When Esperance Nzavaki heard she was cured of Ebola after three weeks of cutting-edge care at a medical center in eastern Democratic Republic of Congo, she raised her arms to the sky with joy and praised the Lord. Her recovery is testament to the effectiveness of a new treatment, which isolates patients in futuristic cube-shaped mobile units with transparent walls and gloved access, so health workers no longer need to don cumbersome protective gear.
"I started to feel sick, with a fever and pain all over my body. I thought it was typhoid.
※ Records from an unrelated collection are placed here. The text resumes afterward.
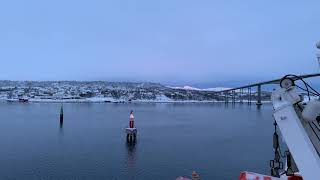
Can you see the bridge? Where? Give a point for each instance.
(242, 89)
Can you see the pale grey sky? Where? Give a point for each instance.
(167, 41)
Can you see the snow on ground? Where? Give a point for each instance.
(198, 89)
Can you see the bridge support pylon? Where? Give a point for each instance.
(259, 103)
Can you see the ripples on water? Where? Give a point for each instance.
(217, 141)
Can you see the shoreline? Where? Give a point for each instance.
(124, 102)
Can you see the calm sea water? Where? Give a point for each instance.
(217, 141)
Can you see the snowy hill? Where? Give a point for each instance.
(99, 91)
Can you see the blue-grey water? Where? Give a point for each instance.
(217, 141)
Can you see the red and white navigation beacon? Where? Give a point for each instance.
(194, 176)
(131, 130)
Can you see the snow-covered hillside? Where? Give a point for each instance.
(99, 91)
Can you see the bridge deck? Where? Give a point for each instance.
(275, 81)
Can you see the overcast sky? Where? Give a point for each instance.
(167, 41)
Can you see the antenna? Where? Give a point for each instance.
(318, 54)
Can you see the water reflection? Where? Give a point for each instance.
(131, 158)
(61, 128)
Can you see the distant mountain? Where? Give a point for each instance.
(100, 91)
(198, 89)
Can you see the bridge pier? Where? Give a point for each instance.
(249, 95)
(259, 95)
(240, 96)
(226, 98)
(233, 97)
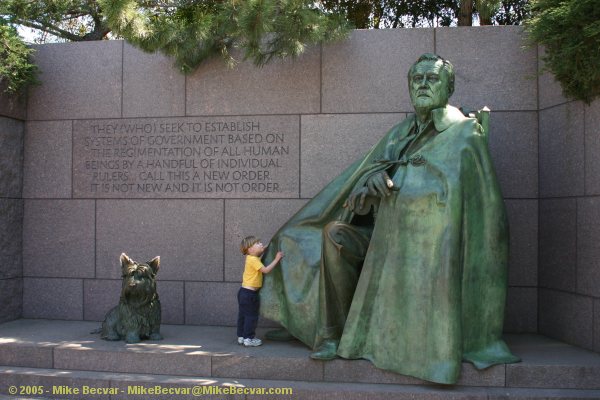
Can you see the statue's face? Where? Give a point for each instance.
(428, 85)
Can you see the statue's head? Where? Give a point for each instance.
(430, 82)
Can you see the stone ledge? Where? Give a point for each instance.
(56, 382)
(213, 352)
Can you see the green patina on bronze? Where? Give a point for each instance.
(419, 285)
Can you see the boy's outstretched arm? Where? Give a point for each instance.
(269, 268)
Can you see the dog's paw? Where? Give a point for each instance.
(132, 338)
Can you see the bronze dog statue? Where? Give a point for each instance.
(138, 314)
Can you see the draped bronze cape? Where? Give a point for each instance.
(432, 288)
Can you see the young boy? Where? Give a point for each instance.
(248, 300)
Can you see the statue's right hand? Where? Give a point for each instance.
(380, 184)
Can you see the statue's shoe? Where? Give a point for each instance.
(280, 335)
(326, 351)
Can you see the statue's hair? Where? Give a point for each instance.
(248, 242)
(448, 67)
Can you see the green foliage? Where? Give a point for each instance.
(570, 32)
(192, 31)
(16, 71)
(364, 14)
(69, 20)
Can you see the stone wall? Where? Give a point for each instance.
(569, 265)
(318, 112)
(12, 112)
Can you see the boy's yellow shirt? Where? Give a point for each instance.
(252, 275)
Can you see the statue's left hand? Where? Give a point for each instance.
(357, 198)
(380, 184)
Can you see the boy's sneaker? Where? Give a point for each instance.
(252, 342)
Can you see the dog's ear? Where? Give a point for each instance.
(154, 264)
(125, 260)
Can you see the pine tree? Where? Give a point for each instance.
(16, 70)
(192, 31)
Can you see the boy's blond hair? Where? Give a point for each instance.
(248, 242)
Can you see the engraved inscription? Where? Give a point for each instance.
(186, 157)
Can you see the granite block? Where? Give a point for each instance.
(186, 234)
(331, 143)
(25, 355)
(255, 367)
(362, 371)
(558, 244)
(11, 157)
(152, 86)
(211, 303)
(560, 312)
(53, 298)
(55, 384)
(288, 86)
(513, 143)
(171, 299)
(368, 71)
(101, 295)
(260, 218)
(78, 80)
(146, 357)
(597, 325)
(196, 157)
(12, 105)
(592, 148)
(523, 259)
(48, 160)
(11, 301)
(562, 150)
(59, 238)
(553, 376)
(521, 310)
(588, 246)
(11, 238)
(502, 76)
(550, 91)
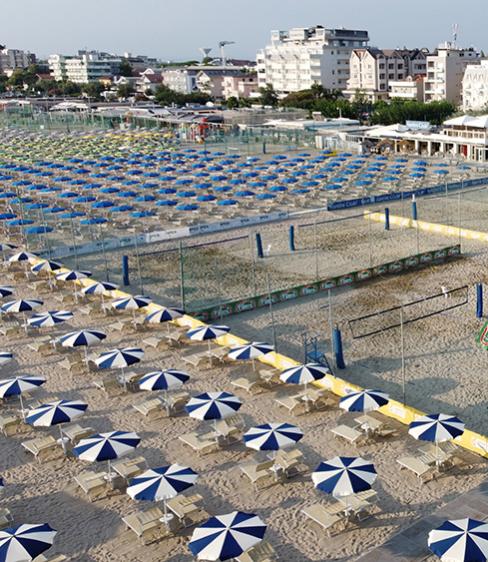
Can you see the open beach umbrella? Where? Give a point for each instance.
(250, 351)
(460, 540)
(106, 447)
(6, 291)
(304, 374)
(272, 436)
(213, 406)
(49, 319)
(120, 359)
(436, 428)
(344, 476)
(208, 332)
(56, 413)
(26, 542)
(15, 386)
(364, 401)
(226, 536)
(162, 484)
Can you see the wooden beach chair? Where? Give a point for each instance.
(200, 444)
(43, 448)
(262, 552)
(423, 471)
(93, 484)
(147, 525)
(347, 433)
(328, 518)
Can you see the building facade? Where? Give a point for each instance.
(445, 72)
(87, 66)
(11, 59)
(298, 58)
(475, 86)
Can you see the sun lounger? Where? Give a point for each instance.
(326, 518)
(152, 408)
(199, 444)
(6, 518)
(10, 424)
(259, 473)
(93, 484)
(129, 468)
(292, 404)
(43, 448)
(348, 433)
(262, 552)
(422, 470)
(147, 525)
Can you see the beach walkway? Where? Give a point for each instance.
(410, 545)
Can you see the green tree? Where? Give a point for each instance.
(268, 96)
(125, 68)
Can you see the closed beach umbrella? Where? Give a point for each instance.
(364, 401)
(460, 540)
(250, 351)
(56, 413)
(344, 476)
(15, 386)
(49, 319)
(24, 543)
(272, 436)
(107, 447)
(226, 536)
(436, 428)
(162, 484)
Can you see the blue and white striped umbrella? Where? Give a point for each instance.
(21, 305)
(227, 536)
(119, 358)
(83, 338)
(106, 446)
(272, 436)
(460, 540)
(164, 483)
(53, 413)
(6, 357)
(6, 291)
(364, 401)
(344, 476)
(213, 405)
(304, 374)
(131, 303)
(25, 542)
(49, 319)
(164, 380)
(436, 428)
(250, 351)
(208, 332)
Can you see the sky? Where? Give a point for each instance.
(175, 29)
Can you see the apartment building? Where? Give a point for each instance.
(445, 72)
(11, 59)
(300, 57)
(475, 86)
(372, 70)
(87, 66)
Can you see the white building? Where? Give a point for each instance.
(411, 88)
(475, 86)
(298, 58)
(11, 59)
(445, 72)
(85, 67)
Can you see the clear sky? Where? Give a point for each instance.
(175, 29)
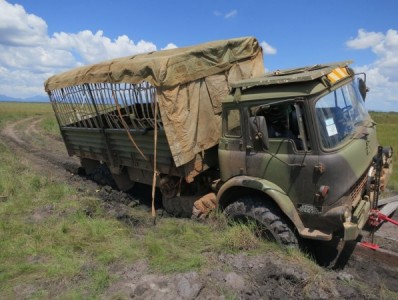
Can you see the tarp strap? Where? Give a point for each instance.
(126, 126)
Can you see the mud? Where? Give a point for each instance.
(231, 276)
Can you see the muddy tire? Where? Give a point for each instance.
(272, 223)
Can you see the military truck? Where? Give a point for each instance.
(293, 150)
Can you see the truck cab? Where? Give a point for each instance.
(300, 145)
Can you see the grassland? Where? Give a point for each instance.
(387, 127)
(52, 248)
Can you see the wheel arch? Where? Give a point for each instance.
(239, 186)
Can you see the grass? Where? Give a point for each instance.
(387, 125)
(56, 243)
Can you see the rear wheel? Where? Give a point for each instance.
(272, 223)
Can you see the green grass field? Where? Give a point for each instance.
(51, 248)
(49, 241)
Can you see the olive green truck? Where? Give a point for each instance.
(294, 150)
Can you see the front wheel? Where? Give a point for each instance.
(272, 223)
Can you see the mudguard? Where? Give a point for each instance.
(274, 192)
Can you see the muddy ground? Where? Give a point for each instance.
(232, 276)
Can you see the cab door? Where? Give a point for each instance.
(232, 146)
(289, 162)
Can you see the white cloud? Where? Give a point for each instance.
(382, 75)
(267, 48)
(227, 15)
(18, 28)
(231, 14)
(96, 47)
(365, 39)
(28, 55)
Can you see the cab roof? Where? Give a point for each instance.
(333, 72)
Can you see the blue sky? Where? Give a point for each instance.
(39, 38)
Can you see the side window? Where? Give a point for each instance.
(233, 127)
(283, 122)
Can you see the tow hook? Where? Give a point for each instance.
(375, 219)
I took medicine but it didn't work," Nzavaki told Reuters in Beni, a city of several hundred thousand, where officials are racing to contain the virus.
"Then an ambulance came and brought me to hospital for Ebola treatment. Now I praise God I'm healed." The fight against Ebola has advanced more in recent years than in any since it was discovered near the Congo River in 1976. When the worst outbreak killed 11,300 people in West Africa in 2013-2016, there was no vaccine and treatment amounted to little more than keeping patients comfortable and hydrated.
Now there's an experimental vaccine manufactured by Merck which already this year helped quash an earlier outbreak of this strain of the virus on the other side of the country in under three months. And there are the cube treatment centers, pioneered by the Senegal-based medical charity, ALIMA.